Klang makes Waves at Sun Valley
USA: In little more than quarter of a century, Sun Valley Community Church (SVCC) has grown from a congregation comprising only the two families that founded the church to a community of more than 8,000 regular attendees that span five campuses. One advantage of operating across multiple locations is that it provides a house of worship with the ability to experiment more freely with its services and the technology it uses. That very opportunity was recently seized by SVCC as it trialled a surround sound PA system developed by A/V systems integrator, Wave, at two of its sites.
The 1,300-capacity Gilbert broadcast campus and 700-seat Queen Creek location are both equipped with Wave’s Venue Flex system, which uses custom DSP algorithms developed by the Wave team allowing the FOH engineer to direct delayed and processed signals to the surround speakers. This reportedly results in a more natural sounding space that is also optimised for livelier and louder worship sessions.
The Venue Flex setup has been paired with a 3D IEM audio-mixing system from Klang:technologies. Klang:fabrik provides the church’s live band with a surround sound solution of its own.
‘The way our Venue Flex system works fits extremely well with how Klang works,’ explains Armando Fullwood, executive director at Wave. ‘Both systems are intended to make the environment in which music is performed and heard as natural as possible, as though there wasn’t a sound system between the performers and the audience. When Klang came out, we immediately saw how it would fit in with the Venue Flex methodology.’
‘I’m a musician who is also a sound guy, so I know the value of a natural-sounding monitor system,’ says Mike Ward, the audio director at Sun Valley Community Church. ‘I saw that the Klang system would give our musicians a greater level of control over their own monitor mixes while eliminating the need for a separate monitor console and a dedicated monitor engineer. At the same time, it lightens my workload at the FOH position because I don’t have to worry about mixing monitors from the FOH console. I can just send 24 channels of audio down a single cable, over a Dante network, and the musicians on stage have up to eight stereo mixes each of them can personalise using their own smartphones or tablets.

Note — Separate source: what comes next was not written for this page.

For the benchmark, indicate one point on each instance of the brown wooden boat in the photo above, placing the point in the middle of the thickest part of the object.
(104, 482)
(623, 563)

‘And I’m running the Klang:fabrik 3D app on a computer, so I can interact with any of them at any time if they need help with the system,’ Mr Ward adds. ‘It’s been hugely effective for us.’
The Klang:fabrik solutions have been integrated with a DiGiCo SD8 console at the Gilbert campus and an S21 at Queen Creek. ‘We’re planning on switching all of our consoles to DiGiCo, because they sound great and that gives us consistent platforms to work with at every location,’ furthers Mr Ward. ‘And the DiGiCo consoles are a good fit with the Klang:fabrik 3D systems, which we’ll also eventually have at all of the locations thanks to the Dante compatibility they both have.’
‘3D sound is excellent for music anywhere, especially in houses of worship,’ declares Mr Fullwood. ‘And the Klang:fabrik 3D audio-mixing system allows the band on stage to be part of that.’
In conclusion, Mr Ward states that ‘it’s an amazing IEM system and it takes monitoring to the next level’.